Mark Foster is an applied physicist by training, one adept at building advanced optical systems that are capable of imaging, for instance, a single neuron firing inside a mouse's brain. Standing at the whiteboard of his Homewood campus office, he is reminded that he is not, however, a skilled artist.
"Well, that doesn't look much like a tree," says the associate professor of electrical and computer engineering, drawing a green squiggle in dry erase marker. "Ehh, I can draw better," he continues, erasing and trying again. Foster is playing this pseudo-game of Pictionary to explain how he and his colleagues developed a lensless miniature endoscope the width of just a few human hairs that is capable of producing high-quality color images of what's going on inside animal test subjects. He likens the imaging technique to that of a pinhole camera capturing a nature scene. Hence, the tree.
A pinhole camera relies not on a lens but on a tiny aperture—a screen that blocks all light except for what passes through a tiny hole. The light is scattered from each point in the scene, from the roots to the branches to the leaves, and passes through the pinhole, recreating the image, inverted. He draws a second scribble of an upside-down tree.

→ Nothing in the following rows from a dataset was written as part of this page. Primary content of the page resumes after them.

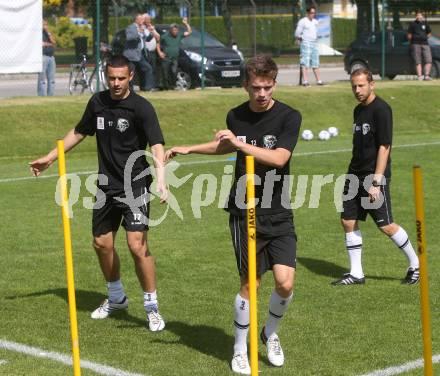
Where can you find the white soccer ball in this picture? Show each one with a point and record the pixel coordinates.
(333, 131)
(324, 135)
(307, 135)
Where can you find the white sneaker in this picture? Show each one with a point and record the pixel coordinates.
(155, 321)
(240, 364)
(107, 308)
(274, 351)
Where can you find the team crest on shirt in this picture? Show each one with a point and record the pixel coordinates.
(269, 141)
(122, 125)
(99, 122)
(365, 128)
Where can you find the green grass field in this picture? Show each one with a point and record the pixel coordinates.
(327, 330)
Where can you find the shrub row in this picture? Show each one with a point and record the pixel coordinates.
(274, 32)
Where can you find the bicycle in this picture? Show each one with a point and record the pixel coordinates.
(79, 79)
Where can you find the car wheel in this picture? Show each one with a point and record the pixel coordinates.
(183, 81)
(435, 70)
(357, 64)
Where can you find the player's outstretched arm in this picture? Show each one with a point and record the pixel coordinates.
(71, 139)
(270, 157)
(158, 160)
(210, 148)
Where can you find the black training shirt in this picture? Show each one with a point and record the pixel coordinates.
(276, 128)
(373, 127)
(121, 127)
(419, 31)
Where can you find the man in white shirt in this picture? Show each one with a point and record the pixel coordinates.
(151, 46)
(307, 35)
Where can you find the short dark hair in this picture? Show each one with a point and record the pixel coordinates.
(359, 71)
(261, 65)
(119, 61)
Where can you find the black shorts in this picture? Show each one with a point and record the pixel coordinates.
(276, 242)
(107, 215)
(359, 206)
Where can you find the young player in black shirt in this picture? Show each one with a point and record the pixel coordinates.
(124, 124)
(268, 130)
(371, 167)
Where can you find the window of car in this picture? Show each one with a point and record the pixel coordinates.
(193, 40)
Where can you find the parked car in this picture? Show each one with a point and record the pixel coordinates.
(224, 66)
(367, 52)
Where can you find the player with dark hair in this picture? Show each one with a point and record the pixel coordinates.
(267, 130)
(371, 167)
(124, 123)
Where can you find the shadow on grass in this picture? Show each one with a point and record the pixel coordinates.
(330, 269)
(205, 339)
(322, 267)
(85, 300)
(202, 338)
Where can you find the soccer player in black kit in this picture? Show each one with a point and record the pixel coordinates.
(267, 130)
(124, 123)
(370, 166)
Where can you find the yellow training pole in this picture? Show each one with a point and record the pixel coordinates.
(69, 259)
(424, 287)
(252, 263)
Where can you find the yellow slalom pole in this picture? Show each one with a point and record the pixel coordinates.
(252, 262)
(69, 259)
(424, 286)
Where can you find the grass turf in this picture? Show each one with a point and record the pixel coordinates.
(327, 330)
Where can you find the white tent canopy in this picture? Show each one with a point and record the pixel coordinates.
(21, 36)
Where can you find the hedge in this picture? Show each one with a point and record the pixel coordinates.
(274, 32)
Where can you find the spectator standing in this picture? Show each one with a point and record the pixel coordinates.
(168, 52)
(49, 65)
(134, 51)
(151, 46)
(418, 34)
(307, 35)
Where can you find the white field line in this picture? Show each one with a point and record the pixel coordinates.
(396, 370)
(207, 161)
(64, 359)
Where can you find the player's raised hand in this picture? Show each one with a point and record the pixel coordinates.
(227, 136)
(162, 190)
(39, 165)
(176, 150)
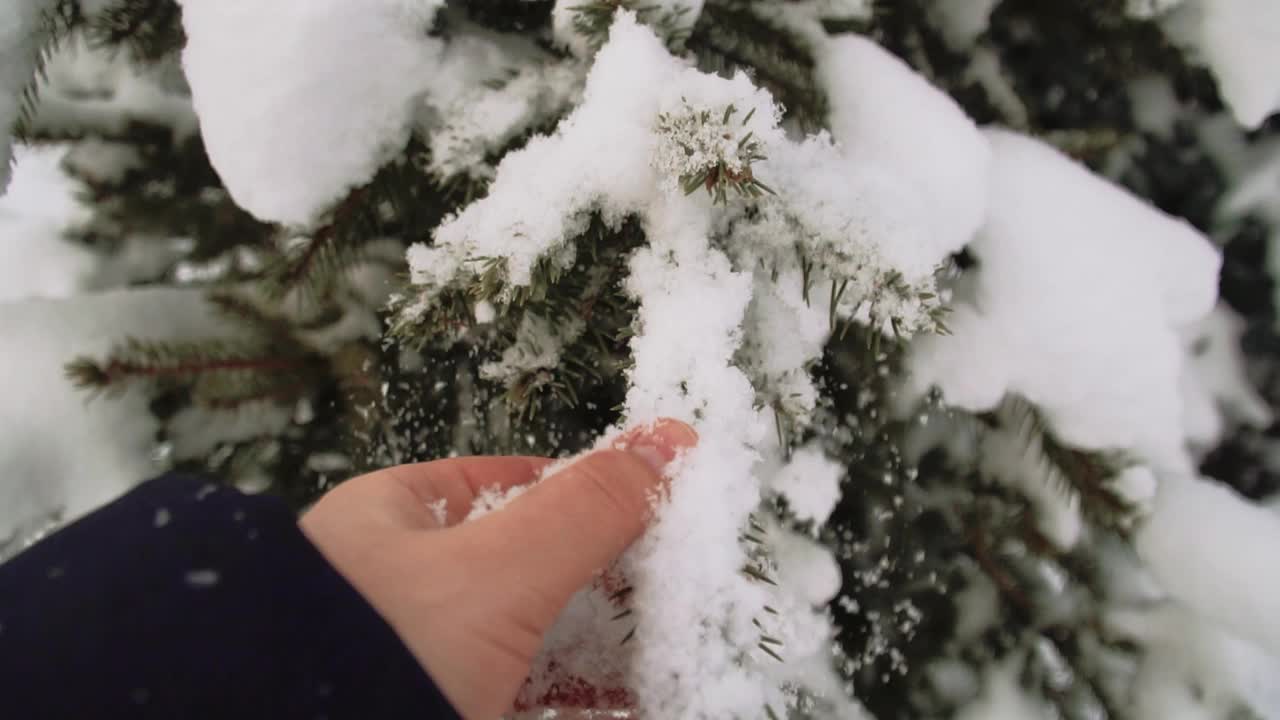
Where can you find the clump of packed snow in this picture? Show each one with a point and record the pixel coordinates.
(1215, 551)
(961, 21)
(1215, 388)
(1077, 304)
(302, 100)
(810, 484)
(888, 118)
(35, 259)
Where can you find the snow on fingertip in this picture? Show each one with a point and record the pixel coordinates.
(302, 100)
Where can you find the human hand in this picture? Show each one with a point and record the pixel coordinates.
(472, 600)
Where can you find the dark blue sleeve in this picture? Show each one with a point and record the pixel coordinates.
(187, 600)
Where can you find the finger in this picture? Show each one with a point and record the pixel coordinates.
(448, 488)
(558, 534)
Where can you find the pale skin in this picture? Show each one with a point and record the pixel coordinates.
(472, 600)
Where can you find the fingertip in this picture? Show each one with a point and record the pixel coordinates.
(658, 443)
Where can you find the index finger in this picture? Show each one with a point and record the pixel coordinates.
(451, 487)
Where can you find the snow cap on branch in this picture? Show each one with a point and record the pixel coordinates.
(302, 100)
(1077, 304)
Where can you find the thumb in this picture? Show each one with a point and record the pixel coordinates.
(558, 534)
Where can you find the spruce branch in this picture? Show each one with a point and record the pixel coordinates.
(593, 18)
(731, 35)
(1078, 473)
(218, 373)
(151, 30)
(55, 26)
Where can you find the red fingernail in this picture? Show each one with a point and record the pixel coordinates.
(659, 442)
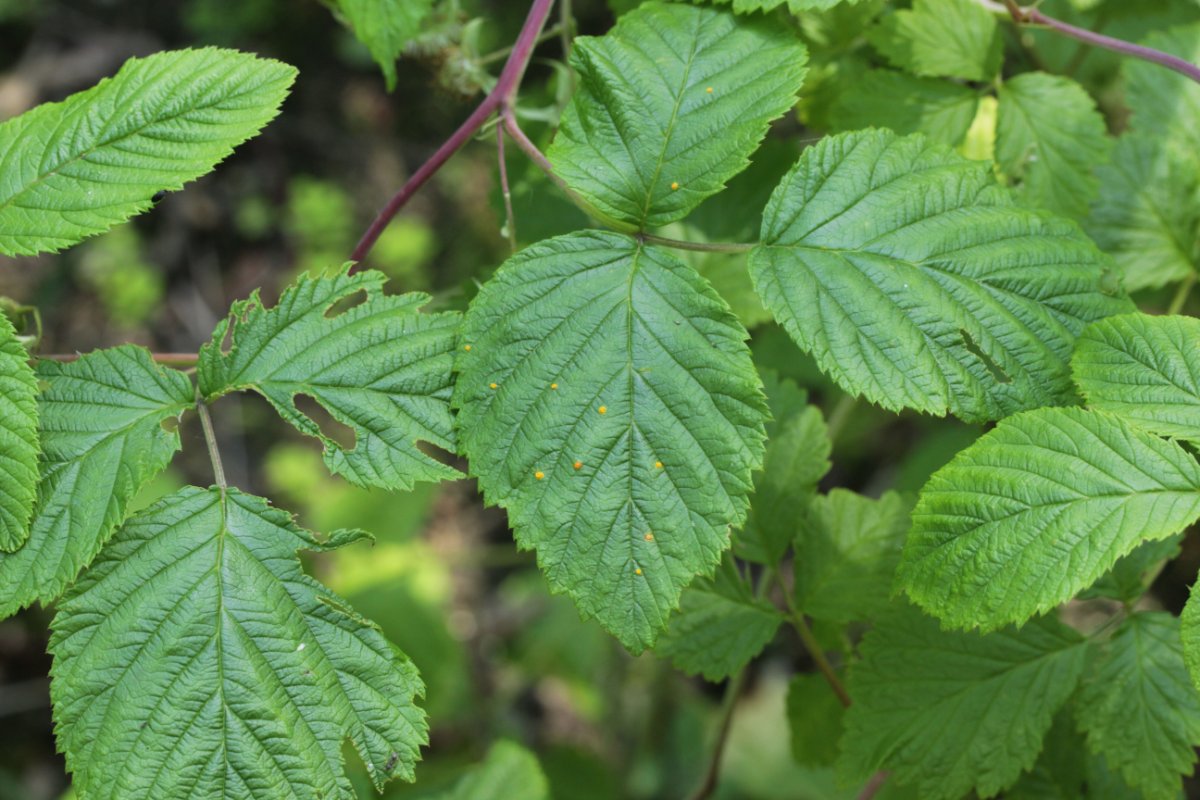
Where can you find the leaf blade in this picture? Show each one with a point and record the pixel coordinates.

For their minimally invasive microendoscope, Foster and a team of Johns Hopkins engineers miniaturized that concept down to a multicore fiber just 300 microns in diameter. The novel piece of their tech is that they then used what's called a coded aperture. Instead of one pinhole, there are many randomly positioned holes on a tiny disc at one end of the fiber, each one projecting the same image, one atop another, albeit shifted ever so slightly up, down, left, right. "And so what you see is that every single one of these holes creates another copy of the image, and they're all over top of one another, and it looks ugly. It doesn't look like a tree anymore." Or, in this case, a mouse brain synapse. To the human eye, it looks like an extremely out-of-focus photograph. But think of this end result as a compressed JPEG image. Software developed by Whiting School Professor Trac Tran is able to unpack the plethora of information within and reconstruct a clear, detailed image.
Neuroscientists rely on microendoscopes to see inside tissue at a microscopic level—which neurons fire, for example, when a mouse is presented with a piece of cheese. Foster's new tech is a breakthrough in this type of imaging, which has traditionally offered a trade-off. Use a bulky microendoscope with a lens, and you might get a decent image, but the rigid lens damages the exact tissue you're trying to observe. That option may also inhibit movement or interfere with the subject's neural response. Use an existing lensless microendoscope and you're sacrificing image quality, especially when it's moved to focus on objects at different depths. The device developed by Foster's team produces better images than even a lens-based approach, while being thin and flexible enough to allow the subject to move freely. And it doesn't need to be moved. Their software is able to take in all the data points and make sense of where the light—an LED shone through the fiber onto neurons tagged with fluorescence—originated. "You can use a computer algorithm to reconstruct what we conventionally would see as an image, with a lot more points of information than pixels that we actually collect," he says.